La façon d’allaiter et la conception de l’allaitement sont donc largement influencées et conditionnées par la société :

Pour une femme française, le fait de tirer son lait est un geste complètement banalisé et entré dans les habitudes. La consultante en lactation que je suis, trouve parfois cela un peu triste.

Nous avons tant perdu notre culture de l’allaitement qu’allaiter un enfant au sein « tout simplement » sans aide technique, exclusivement  pendant 6 mois, puis 2 ans en complément de l’alimentation solide est presque un exploit.

Selon l’étude EPIFAN, à 1 mois, 54% des enfants étaient encore allaités. À 6 mois, 23% et à un an seulement 9%.

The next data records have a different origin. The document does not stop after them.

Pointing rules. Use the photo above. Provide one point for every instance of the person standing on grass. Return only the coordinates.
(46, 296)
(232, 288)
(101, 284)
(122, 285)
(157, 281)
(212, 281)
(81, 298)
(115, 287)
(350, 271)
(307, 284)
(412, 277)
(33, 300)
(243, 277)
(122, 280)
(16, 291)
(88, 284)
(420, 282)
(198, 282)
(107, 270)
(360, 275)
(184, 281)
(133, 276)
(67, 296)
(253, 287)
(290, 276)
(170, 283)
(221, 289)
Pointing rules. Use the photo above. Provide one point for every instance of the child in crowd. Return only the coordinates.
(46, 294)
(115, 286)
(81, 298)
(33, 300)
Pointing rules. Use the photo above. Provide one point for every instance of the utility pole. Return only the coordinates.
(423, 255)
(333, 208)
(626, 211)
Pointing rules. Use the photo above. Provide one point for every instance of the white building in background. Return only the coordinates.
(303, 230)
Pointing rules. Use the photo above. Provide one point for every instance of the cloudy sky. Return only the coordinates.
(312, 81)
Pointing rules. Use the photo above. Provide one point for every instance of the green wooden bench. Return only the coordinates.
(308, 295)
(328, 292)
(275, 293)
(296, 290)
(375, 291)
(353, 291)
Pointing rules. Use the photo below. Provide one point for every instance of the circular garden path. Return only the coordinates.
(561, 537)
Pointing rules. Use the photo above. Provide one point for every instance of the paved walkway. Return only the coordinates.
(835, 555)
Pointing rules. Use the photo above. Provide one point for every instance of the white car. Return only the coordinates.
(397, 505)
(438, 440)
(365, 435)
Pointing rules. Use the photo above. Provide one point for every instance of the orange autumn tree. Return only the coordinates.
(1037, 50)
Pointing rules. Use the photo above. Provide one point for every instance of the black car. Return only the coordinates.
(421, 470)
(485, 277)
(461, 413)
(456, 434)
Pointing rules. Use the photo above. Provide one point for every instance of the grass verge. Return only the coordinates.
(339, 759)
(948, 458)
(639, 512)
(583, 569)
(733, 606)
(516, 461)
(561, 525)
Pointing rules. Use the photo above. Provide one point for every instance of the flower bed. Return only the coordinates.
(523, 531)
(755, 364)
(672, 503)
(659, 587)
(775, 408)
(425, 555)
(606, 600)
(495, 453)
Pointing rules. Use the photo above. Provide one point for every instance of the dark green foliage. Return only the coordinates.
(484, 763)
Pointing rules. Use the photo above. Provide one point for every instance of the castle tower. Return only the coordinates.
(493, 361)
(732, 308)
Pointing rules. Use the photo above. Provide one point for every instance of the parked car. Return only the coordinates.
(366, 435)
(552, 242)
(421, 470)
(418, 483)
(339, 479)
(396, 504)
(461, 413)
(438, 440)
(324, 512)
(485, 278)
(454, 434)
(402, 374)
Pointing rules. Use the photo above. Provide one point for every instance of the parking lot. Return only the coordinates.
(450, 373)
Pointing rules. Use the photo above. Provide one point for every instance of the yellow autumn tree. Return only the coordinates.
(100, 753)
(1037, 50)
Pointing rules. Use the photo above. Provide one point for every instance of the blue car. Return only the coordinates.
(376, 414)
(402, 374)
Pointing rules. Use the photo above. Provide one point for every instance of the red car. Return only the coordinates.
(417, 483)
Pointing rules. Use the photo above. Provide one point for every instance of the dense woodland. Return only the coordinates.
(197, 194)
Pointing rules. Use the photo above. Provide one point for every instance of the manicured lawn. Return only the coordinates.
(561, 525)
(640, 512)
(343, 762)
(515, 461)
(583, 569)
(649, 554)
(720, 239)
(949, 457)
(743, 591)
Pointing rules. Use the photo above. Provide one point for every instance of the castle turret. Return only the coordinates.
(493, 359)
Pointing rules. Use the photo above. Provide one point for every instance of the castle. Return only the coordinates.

Pourtant il s’agit simplement  des recommandations de l’OMS ! Cela devrait donc être complètement banal.

Mais en tant que consultante en lactation, je me dois de prendre en compte la dimension sociale de l’allaitement.

Si j’observe le développement du recours au tire-lait comme un fait sociétal, alors je me dis que c’est peut-être un moindre mal dans une société ou les taux d’allaitement sont si faibles. Un timide premier pas vers une société allaitante. Un outil pour parvenir à allaiter dans une société qui laisse peu de place à l’allaitement.

Si le tire-lait permet à ces femmes de vivre sereinement leur allaitement, de se sentir dans la « norme », de se sentir femmes, d’être rassurées…. c’est tout de même positif. Si le tire-lait permet à ces femmes d’allaiter un peu plus longtemps, ne serait-ce que quelques jours de plus…

Alors cela reste au bénéfice de la santé des bébés et de leurs mères, c’est au bénéfice de toute la société dans son ensemble et c’est également au bénéfice de la Sécurité sociale.

L’allaitement représente des économies financières pour les familles, mais aussi pour la Sécurité sociale. La Sécurité sociale a intérêt à ce qu’un maximum de bébés soient allaités et le soient le plus longtemps possible tant les bénéfices à l’échelle de la population sont démontrés.

L’augmentation des remboursements de location de tire-lait devraient moins inquiéter que les taux incroyablement bas d’allaitement exclusif à 6 mois en France. Le coût du non allaitement en France devrait être précisément chiffré. Il représente un poste d’économies possible énorme pour la Sécurité sociale.

L’effort financier de la Sécurité sociale pour le remboursement de la location de tire-lait a du sens en l’absence d’une réelle politique de soutien à l’allaitement en France. C’est à ce jour le seul geste financier envers les familles qui choisissent l’allaitement.

La décision prochaine des nouvelles modalités de remboursement sera, je l’espère, réfléchie et mesurée. Elle pourra sinon avoir des effets délétères :

La filière locative étant soumise aux règles du marché, elle tiendra nécessairement compte de cette nouvelle donne économique. Il est fort probable que les modèles haut de gamme (les plus fiables et efficaces) ne soient plus présents sur le marché de la location de tire-lait. Pour rentrer dans leurs frais, les prestataires n’investiront plus dans ce type de machines et proposeront à la location des machines bas de gamme. Les mères ayant de véritables raisons médicales de louer un tire lait de qualité hospitalière en seraient les premières victimes.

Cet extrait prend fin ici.